Saat perkuliahan berlangsung. Gw berusaha buat mendengarkan apa kata dosen gw. Gw gak mau gagal lagi dalam mata kuliah ini. Tapi saat itu terdenger suara gaduh dak-duk-dak-duk palu pada dinding. Apakah jurusan akan membangun atau merombak gedung, gw sendiri kurang paham. Permasalahannya adalah mengapa suara-suara itu sampai mengganggu mahasiswa yang mau belajar untuk menjadi lebih baik akhirnya. Bagaimana jurusan dapat menjanjikan prestasi mahasiswanya akan meningkat jika mereka terganggu belajarnya dengan suara gaduh yang ditimbulkan para tukang untuk merombak gedung. Merusak konsentrasi belajar.

Hal yang sama pada kejadian jam 7 pagi terulang kembali. Kelas kembali di bagi 2 tanpa tau siapa di kelas mana, bahkan sampai beberapa orang diantara temen2 masuk ke kelas yang salah. Gw tetap di kelas itu karena kebetulan gw terdaftar di kelas itu (gw juga baru tahu bahwa gw di kelas itu setelah beberapa temen minta waktu ke dosen yang sudah mengajar buat ngecek siapa2 aja yang seharusnya ada di kelas lain) Kebetulan salah satu dosen yang mengajar pun sedang ke luar negeri tanpa meninggalkan pesan.
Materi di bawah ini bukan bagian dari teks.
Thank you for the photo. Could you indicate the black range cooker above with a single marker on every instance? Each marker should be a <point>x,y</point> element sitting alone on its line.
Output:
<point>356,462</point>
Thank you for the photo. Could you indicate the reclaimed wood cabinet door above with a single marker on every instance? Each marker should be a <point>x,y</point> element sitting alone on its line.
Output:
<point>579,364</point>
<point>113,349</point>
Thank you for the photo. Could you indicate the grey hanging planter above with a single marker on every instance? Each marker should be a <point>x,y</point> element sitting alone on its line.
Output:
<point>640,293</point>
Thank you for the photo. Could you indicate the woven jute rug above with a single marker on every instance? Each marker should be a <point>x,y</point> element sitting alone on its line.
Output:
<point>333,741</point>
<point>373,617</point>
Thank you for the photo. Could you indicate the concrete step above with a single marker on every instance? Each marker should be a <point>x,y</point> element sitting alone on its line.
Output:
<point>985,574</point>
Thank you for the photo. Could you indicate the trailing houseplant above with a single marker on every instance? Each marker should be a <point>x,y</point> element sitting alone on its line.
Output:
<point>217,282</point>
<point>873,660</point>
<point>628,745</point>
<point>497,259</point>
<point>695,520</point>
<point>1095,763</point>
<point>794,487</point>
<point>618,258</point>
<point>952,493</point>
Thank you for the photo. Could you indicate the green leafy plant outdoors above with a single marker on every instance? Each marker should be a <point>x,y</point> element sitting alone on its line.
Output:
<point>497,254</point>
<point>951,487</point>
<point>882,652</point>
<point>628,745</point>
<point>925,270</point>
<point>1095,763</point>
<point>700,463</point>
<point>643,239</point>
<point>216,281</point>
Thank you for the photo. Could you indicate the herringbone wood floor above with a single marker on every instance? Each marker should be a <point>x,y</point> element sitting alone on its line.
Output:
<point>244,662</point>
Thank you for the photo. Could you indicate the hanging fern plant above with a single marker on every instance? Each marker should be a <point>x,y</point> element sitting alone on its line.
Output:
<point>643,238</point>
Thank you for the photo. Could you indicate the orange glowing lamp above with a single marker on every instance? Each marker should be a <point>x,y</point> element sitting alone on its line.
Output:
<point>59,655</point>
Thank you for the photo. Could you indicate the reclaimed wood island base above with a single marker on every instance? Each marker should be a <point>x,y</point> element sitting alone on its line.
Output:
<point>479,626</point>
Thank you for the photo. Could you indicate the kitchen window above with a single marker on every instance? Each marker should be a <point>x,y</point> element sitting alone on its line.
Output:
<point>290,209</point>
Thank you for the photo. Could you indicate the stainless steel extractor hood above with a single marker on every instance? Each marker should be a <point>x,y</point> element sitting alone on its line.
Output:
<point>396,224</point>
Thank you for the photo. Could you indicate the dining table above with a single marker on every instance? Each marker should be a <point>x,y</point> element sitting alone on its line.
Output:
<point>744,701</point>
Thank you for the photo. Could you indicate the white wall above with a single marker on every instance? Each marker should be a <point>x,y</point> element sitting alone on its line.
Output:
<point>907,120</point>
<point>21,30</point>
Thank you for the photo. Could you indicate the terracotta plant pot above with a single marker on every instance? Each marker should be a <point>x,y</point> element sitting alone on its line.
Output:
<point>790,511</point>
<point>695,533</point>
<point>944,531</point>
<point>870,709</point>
Padahal beliau biasanya pasti menuliskan pesan untuk mahasiswanya di papan pengumuman, tapi saat itu tidak ada (entah gw yang kurang teliti melihat papan pengumuman atau memang tidak ada). Kesalahan yang sama untuk kedua kalinya.

Sebelum kuliah setelah istirahat gw iseng2 liat nilai2 yang terpasang di papan pengumuman. Gw liat beberapa nilai dicoret dan diganti (dengan pulpen lain). Kebetulan ini adalah perubahan yang lebih baik. Hal itu menandakan bahwa jika mahasiswa tidak mau menanyakan nilainya maka nilainya akan tetap jelek, tapi jika dia mau/berani meminta keterangan atas perolehan nilainya itu maka kemungkinan nilainya akan bertambah (kebetulan salah nilai yang diganti itu adalah nilai salah satu temen gw yang sebelumnya menanyakan remidiasi ke gw). Gw gak tau apakah ini hanya kesalahan penulisan yang berdampak pada kesalahan di portal atau memang hanya salah catat.

Gw sangat mengerti tugas dosen yang bukan hanya mengoreksi ujian-ujian mahasiswanya, yang bukan hanya 30-40 orang. Gw sangat mentolerir jika ada kesalahan penulisan yang dosen lakukan dalam pemberian nilai. Seharusnya itu menjadi masalah yang perlu di carikan jalan keluarnya bagi para bapak ibu dosen kita itu. Agar mahasiswa tak lagi menjadi korban (kalau gw boleh bilang ini sebagai) kecerobohan dosen. Dosen tetaplah manusia yang punya lelah.

Catatan kecil untuk mahasiswa (termasuk saya) : "Hanya mereka yang berani menuntut haknya, pantas diberi keadilan." Terkadang kita memang harus menuntut hak kita agar tak tertindas dengan kecerobohan2 orang lain.